[Spring Batch] Implementing Custom Constraint Writer
Situation 🧐
Recently, I designed a batch process that uses Upsert in PostgreSQL for a specific logic. During implementation, due
to a change in business requirements, I had to add a specific column to a composite unique condition.
The issue arose from the fact that the unique constraint of the composite unique column does not prevent duplicates
with null values in a specific column.
Let's take a look at an example of the problematic situation.
create table student
(
id integer not null
constraint student_pk
primary key,
name varchar,
major varchar,
constraint student_unique
unique (name, major)
);
| id | name | major |
|---|---|---|
| 1 | song | korean |
| 2 | kim | english |
| 3 | park | math |
| 4 | kim | NULL |
| 5 | kim | NULL |
To avoid allowing null duplicates, the idea of inserting dummy data naturally came to mind, but I felt reluctant to
store meaningless data in the database. Especially if the column where null occurs stores complex data like UUID, it
would be very difficult to identify meaningless values buried among other values.

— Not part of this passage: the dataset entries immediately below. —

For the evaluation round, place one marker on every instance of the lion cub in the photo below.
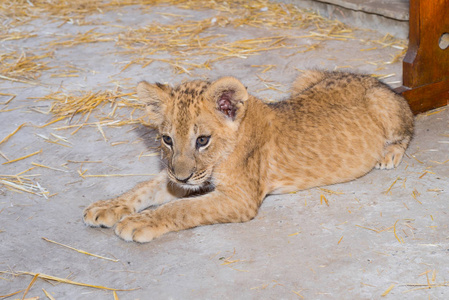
(227, 150)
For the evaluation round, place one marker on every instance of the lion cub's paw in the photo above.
(392, 157)
(105, 213)
(138, 227)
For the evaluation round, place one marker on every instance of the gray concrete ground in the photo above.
(383, 234)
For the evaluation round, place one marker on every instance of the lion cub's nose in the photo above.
(185, 179)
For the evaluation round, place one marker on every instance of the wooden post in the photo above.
(426, 64)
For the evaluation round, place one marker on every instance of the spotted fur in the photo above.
(226, 150)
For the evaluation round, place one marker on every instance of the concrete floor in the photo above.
(386, 229)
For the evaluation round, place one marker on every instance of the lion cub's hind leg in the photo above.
(392, 155)
(396, 120)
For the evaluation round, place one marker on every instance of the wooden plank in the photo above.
(426, 65)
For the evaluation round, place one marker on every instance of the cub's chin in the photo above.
(194, 189)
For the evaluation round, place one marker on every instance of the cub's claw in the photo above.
(139, 228)
(105, 213)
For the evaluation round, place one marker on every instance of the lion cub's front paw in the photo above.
(106, 213)
(140, 227)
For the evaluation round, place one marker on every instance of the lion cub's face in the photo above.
(198, 122)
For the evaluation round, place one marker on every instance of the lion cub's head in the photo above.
(198, 122)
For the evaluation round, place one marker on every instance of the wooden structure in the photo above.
(426, 64)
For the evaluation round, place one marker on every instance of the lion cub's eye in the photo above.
(167, 140)
(202, 141)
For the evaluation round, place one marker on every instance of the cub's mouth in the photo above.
(196, 181)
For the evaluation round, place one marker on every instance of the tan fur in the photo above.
(335, 127)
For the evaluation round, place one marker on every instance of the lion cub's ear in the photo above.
(155, 96)
(229, 95)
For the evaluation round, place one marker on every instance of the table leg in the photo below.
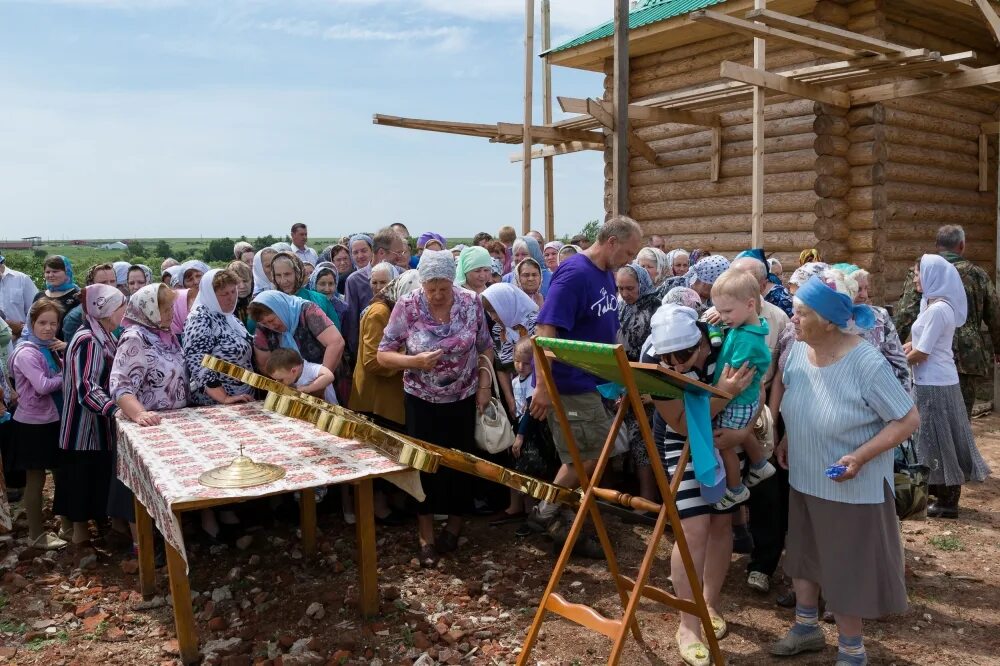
(364, 509)
(307, 520)
(180, 590)
(147, 573)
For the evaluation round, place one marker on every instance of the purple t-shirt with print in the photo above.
(582, 304)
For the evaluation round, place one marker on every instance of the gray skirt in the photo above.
(945, 442)
(852, 550)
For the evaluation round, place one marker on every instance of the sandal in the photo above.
(693, 654)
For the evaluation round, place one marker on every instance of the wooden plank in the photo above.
(547, 163)
(558, 149)
(763, 31)
(833, 34)
(910, 88)
(526, 141)
(783, 84)
(620, 98)
(990, 14)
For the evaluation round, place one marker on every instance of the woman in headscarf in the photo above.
(36, 367)
(288, 275)
(551, 254)
(294, 323)
(213, 329)
(944, 442)
(638, 299)
(59, 285)
(474, 268)
(436, 335)
(88, 434)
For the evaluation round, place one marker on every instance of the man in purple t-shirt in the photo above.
(582, 305)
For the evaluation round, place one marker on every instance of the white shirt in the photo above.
(17, 292)
(932, 334)
(307, 254)
(310, 371)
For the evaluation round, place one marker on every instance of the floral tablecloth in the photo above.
(161, 464)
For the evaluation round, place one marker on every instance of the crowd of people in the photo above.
(419, 337)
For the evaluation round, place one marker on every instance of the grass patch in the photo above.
(947, 543)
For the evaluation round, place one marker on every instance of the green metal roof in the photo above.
(647, 12)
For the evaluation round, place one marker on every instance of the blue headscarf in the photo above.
(758, 254)
(286, 308)
(68, 284)
(833, 306)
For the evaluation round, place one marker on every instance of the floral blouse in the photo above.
(311, 325)
(412, 329)
(149, 369)
(208, 332)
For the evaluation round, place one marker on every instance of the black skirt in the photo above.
(82, 483)
(35, 446)
(450, 424)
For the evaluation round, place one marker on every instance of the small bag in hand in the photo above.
(493, 431)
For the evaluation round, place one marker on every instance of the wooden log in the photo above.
(939, 213)
(831, 145)
(869, 114)
(831, 186)
(897, 191)
(866, 198)
(827, 124)
(782, 182)
(939, 158)
(831, 165)
(728, 224)
(922, 174)
(869, 152)
(867, 175)
(831, 208)
(785, 162)
(778, 202)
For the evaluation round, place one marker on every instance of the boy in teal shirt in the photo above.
(736, 297)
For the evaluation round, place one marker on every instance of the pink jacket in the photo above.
(34, 382)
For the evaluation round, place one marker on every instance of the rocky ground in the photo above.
(262, 602)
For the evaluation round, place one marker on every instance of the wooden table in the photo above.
(161, 466)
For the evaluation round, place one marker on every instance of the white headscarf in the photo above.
(207, 299)
(511, 305)
(940, 280)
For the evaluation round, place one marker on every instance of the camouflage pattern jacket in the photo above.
(971, 355)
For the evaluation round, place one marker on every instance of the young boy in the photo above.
(736, 296)
(288, 367)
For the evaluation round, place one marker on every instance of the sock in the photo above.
(852, 649)
(806, 620)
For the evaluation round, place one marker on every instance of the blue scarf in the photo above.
(68, 284)
(833, 306)
(288, 309)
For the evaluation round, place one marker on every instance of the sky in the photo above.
(191, 118)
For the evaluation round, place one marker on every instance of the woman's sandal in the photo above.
(693, 654)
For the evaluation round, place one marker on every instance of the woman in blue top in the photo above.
(844, 412)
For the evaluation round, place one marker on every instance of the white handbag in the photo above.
(493, 431)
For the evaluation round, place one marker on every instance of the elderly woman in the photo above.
(289, 277)
(679, 341)
(36, 367)
(638, 299)
(213, 329)
(88, 433)
(473, 269)
(293, 323)
(945, 442)
(437, 335)
(844, 412)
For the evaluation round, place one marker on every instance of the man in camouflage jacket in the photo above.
(971, 356)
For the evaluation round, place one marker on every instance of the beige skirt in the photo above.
(852, 550)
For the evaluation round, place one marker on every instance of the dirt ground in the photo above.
(266, 603)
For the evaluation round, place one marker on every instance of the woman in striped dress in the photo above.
(679, 341)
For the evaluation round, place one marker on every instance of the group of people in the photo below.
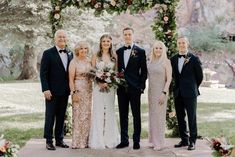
(94, 123)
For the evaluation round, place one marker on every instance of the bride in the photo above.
(104, 129)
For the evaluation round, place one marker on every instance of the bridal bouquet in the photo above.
(105, 75)
(7, 149)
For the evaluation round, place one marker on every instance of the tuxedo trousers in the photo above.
(182, 106)
(125, 98)
(55, 114)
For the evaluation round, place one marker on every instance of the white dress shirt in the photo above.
(63, 57)
(127, 54)
(181, 62)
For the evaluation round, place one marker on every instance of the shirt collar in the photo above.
(58, 49)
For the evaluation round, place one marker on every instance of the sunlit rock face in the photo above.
(24, 21)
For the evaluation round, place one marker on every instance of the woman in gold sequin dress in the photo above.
(80, 84)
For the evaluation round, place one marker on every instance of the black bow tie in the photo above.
(127, 47)
(62, 51)
(181, 56)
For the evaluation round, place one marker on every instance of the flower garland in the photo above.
(7, 149)
(221, 146)
(164, 26)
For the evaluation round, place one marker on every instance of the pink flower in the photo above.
(57, 16)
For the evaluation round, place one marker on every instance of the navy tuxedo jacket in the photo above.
(188, 81)
(53, 75)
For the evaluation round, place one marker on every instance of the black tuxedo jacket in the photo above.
(52, 73)
(188, 81)
(136, 70)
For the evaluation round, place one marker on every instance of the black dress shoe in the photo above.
(136, 145)
(62, 144)
(122, 145)
(191, 146)
(50, 146)
(181, 144)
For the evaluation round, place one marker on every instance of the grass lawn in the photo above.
(213, 121)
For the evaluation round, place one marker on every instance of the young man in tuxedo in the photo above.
(55, 87)
(187, 75)
(132, 62)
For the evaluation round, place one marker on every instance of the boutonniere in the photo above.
(133, 53)
(186, 60)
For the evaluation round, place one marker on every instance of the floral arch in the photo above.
(164, 26)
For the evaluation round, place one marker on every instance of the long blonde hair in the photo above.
(163, 56)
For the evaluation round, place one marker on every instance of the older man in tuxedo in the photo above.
(187, 75)
(55, 87)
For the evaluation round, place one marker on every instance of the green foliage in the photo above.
(19, 136)
(164, 26)
(208, 39)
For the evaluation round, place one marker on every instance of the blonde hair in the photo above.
(78, 46)
(163, 56)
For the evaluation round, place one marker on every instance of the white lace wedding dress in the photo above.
(104, 129)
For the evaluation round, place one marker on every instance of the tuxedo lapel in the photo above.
(185, 64)
(130, 57)
(176, 65)
(70, 57)
(122, 58)
(57, 57)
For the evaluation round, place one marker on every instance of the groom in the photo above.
(132, 62)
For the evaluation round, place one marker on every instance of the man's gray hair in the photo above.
(60, 30)
(184, 37)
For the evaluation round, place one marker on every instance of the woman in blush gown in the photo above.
(104, 129)
(80, 84)
(160, 75)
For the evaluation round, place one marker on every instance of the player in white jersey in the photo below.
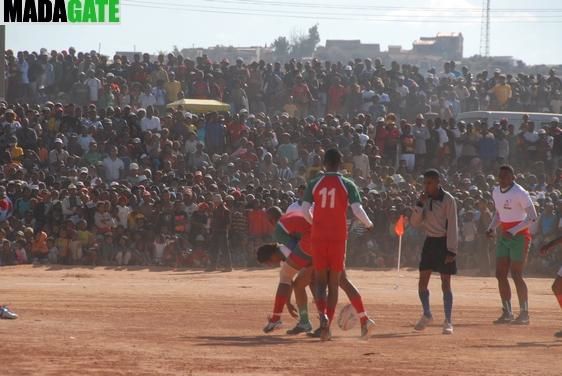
(514, 214)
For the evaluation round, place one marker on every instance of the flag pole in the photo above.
(399, 253)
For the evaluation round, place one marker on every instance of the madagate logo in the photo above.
(60, 11)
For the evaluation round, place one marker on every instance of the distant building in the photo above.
(219, 53)
(446, 45)
(350, 49)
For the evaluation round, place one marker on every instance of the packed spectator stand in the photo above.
(98, 170)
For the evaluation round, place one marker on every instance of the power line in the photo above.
(322, 15)
(365, 7)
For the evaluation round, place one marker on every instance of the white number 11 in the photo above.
(325, 193)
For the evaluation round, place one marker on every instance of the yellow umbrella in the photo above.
(200, 105)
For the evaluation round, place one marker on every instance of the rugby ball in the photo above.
(348, 317)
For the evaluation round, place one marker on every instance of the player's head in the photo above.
(268, 254)
(431, 182)
(273, 214)
(332, 160)
(506, 176)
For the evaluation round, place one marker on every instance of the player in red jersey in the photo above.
(292, 231)
(331, 194)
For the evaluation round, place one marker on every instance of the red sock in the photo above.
(357, 303)
(559, 298)
(330, 312)
(321, 305)
(278, 307)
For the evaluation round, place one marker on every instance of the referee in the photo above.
(436, 213)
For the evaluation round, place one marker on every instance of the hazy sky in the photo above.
(528, 30)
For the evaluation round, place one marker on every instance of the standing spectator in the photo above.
(220, 227)
(58, 156)
(148, 120)
(113, 166)
(94, 87)
(421, 135)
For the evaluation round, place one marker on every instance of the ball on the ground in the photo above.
(348, 317)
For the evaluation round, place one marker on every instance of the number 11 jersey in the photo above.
(331, 194)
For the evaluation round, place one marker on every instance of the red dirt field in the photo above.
(158, 321)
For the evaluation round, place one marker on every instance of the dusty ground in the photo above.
(160, 322)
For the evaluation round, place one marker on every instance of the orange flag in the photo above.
(399, 227)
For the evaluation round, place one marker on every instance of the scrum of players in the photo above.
(311, 241)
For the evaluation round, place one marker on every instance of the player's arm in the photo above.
(549, 247)
(494, 224)
(416, 219)
(452, 230)
(529, 219)
(355, 202)
(307, 201)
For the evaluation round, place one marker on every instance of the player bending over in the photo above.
(274, 254)
(330, 194)
(557, 285)
(292, 231)
(515, 212)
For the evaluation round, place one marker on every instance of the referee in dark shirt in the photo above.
(436, 213)
(220, 227)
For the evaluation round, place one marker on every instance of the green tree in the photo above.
(305, 45)
(281, 48)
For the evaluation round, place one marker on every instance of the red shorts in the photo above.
(329, 255)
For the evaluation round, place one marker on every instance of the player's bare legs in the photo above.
(304, 279)
(521, 287)
(321, 278)
(557, 290)
(447, 302)
(333, 291)
(423, 293)
(284, 290)
(502, 272)
(357, 302)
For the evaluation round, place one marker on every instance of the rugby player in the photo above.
(515, 212)
(292, 231)
(331, 194)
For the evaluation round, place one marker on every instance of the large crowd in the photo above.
(97, 169)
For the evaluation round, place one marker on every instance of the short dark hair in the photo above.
(266, 251)
(508, 168)
(432, 174)
(333, 158)
(275, 212)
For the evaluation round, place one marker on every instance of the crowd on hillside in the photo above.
(96, 169)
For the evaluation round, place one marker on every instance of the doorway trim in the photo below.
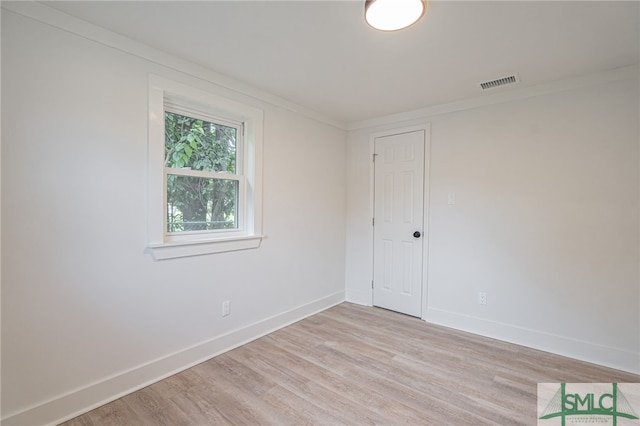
(426, 127)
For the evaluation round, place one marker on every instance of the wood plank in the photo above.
(356, 365)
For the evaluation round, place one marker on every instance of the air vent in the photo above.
(499, 82)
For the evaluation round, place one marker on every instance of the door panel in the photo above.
(398, 213)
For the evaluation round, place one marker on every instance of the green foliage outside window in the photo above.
(200, 203)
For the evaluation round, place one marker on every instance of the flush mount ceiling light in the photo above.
(392, 15)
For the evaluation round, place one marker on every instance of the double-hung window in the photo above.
(204, 168)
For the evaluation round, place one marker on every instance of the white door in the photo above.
(398, 222)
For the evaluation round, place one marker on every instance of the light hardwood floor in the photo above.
(356, 365)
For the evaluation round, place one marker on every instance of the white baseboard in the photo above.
(359, 297)
(67, 406)
(617, 358)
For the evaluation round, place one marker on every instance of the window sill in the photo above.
(198, 248)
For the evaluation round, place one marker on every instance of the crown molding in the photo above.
(623, 73)
(47, 15)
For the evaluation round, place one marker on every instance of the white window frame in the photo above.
(165, 94)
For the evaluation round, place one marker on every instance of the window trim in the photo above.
(165, 93)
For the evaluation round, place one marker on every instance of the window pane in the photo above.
(198, 144)
(201, 204)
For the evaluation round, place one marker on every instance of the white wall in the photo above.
(85, 313)
(545, 221)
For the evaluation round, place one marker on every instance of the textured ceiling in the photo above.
(321, 54)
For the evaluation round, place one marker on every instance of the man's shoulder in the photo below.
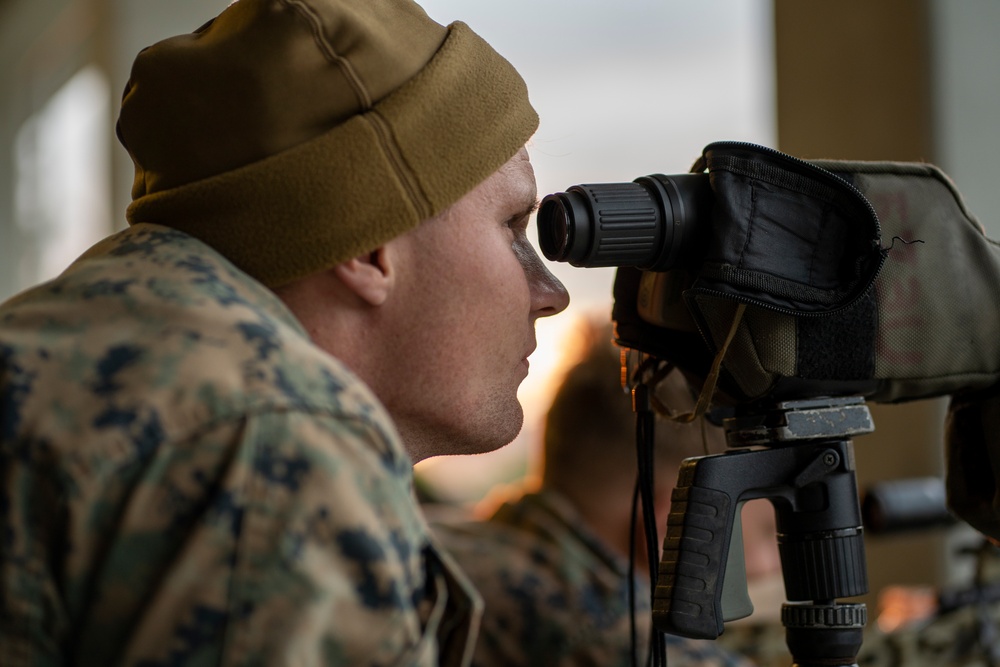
(151, 323)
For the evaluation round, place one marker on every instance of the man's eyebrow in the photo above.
(527, 211)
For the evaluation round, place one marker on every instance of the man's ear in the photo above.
(369, 276)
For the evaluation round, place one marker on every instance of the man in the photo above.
(209, 420)
(552, 563)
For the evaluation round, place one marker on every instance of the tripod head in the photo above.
(798, 455)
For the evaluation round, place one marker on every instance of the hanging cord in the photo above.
(644, 438)
(646, 405)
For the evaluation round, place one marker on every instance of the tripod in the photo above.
(798, 455)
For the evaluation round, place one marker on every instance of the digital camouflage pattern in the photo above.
(186, 479)
(554, 594)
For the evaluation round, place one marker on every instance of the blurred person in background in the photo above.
(552, 559)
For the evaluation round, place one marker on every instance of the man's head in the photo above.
(367, 164)
(292, 135)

Although it may be a bit cumbersome, using a unique partial index allows us to disallow null values without
inserting dummy data. I decided to pursue the most ideal solution, even if it is challenging.
Solution
Partial Index
CREATE UNIQUE INDEX stu_2col_uni_idx ON student (name, major)
WHERE major IS NOT NULL;
CREATE UNIQUE INDEX stu_1col_uni_idx ON student (name)
WHERE major IS NULL;
PostgreSQL provides the functionality of partial indexes.
Partial Index : A feature that creates an index only when certain conditions are met. It allows for efficient index creation and maintenance by narrowing the scope of the index.
When a value with only name is inserted, stu_1col_uni_idx allows only one row with the same name where major
is null. By creating two complementary indexes, we can skillfully prevent duplicates with null values in a specific
column.
An error occurs when trying to store a value without
major
However, when there are two unique constraints like this, since only one constraint check is allowed during Upsert
execution, the batch did not run as intended.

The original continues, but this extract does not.